The terrace was originally built as homes for wealthy merchants, but in the 1960s number 5 was converted into commercial premises, firstly as an architect’s office and latterly as a HQ for a communications firm.
Sue Holloway and her husband, Ewan Gillies, bought the building in 2003, and she recalls: “It took us a good two to three years to convert it back to a house. We’ve renovated properties before, but nothing as large as this project.”

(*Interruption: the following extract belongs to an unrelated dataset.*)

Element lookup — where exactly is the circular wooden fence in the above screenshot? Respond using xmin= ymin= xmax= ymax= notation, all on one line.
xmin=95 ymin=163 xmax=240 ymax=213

She says: “It was the quality, size and scale of the house thatattracted us. We were moving in together, and the fact that it faces Leith Links was a big draw. Weloved the idea of open space as we’d been living in the centre of Edinburgh but worked in Leith so knew it was a great place to be.”
The open outlook was a plus, particularly as it can never be built on. Sue says: “It is opposite the part of the park that is given over to the charity Crops in Pots, so when you are sitting in the front window, you can see the little allotments where children are busy growing veg.
“It is a B-listed building, so we had to be careful during the renovation. We restored all the shutters, the oak panelling, and two fireplaces – the one in the dining room is French and in the sitting room it is black marble, so quite striking.”
The original cornicing required matching and restoring in parts, while the wood panelling had to be stripped of years of paint.
She says: “We sourced a lot locally, through salvage to get the right era.”
There were serendipitous finds too, such as uncovering the original flagstones in the basement.
Sue and Ewan have left the basement flat connected but separate, and it has been used as an office. The annex consists of a kitchen, sitting room, bathroom and bedroom, and has a separate entrance, so would offer privacy even if the next owner opted to rent it to a tenant.
The main kitchen is on the ground floor, and a spectacular dining room is next to it, as well as a utility room with the original staircase.
The drawing room is on the first floor, which offers the best views, and there are two bedrooms and two bathrooms on this floor too.
Upstairs, there is a sumptuous master bedroom suite, with a huge bedroom, bathroom with freestanding bath, an enormous fitted dressing room and another room, which could be a fifth bedroom, but would also make an excellent study or a nursery. The master bedroom runs from the front to the back of the building with windows to the south and north.
There is also a fifth floor – which used to be the architect’s storage area – in the attic. Planning permission has been granted for windows to be installed and it is a large enough space to make a whole office suite.
Two years ago, Sue retired and the couple bought a house in Fife, but they held onto the house in John’s Place and rented it out.
It was let as a whole, but a future owner may choose to rent the basement while living in the upper floors, or vice versa. As Sue says: “It has always been able to expand and contract with our needs.”
When you compare the wealth of accommodation and the space outside – including a back courtyard, parking spaces, and a front garden – with the sky-high prices of townhouses available in certain other parts of the city, the house at 5 St John’s Place is an intriguing proposition indeed.
5 St John’s Place is priced at offers over £895,000.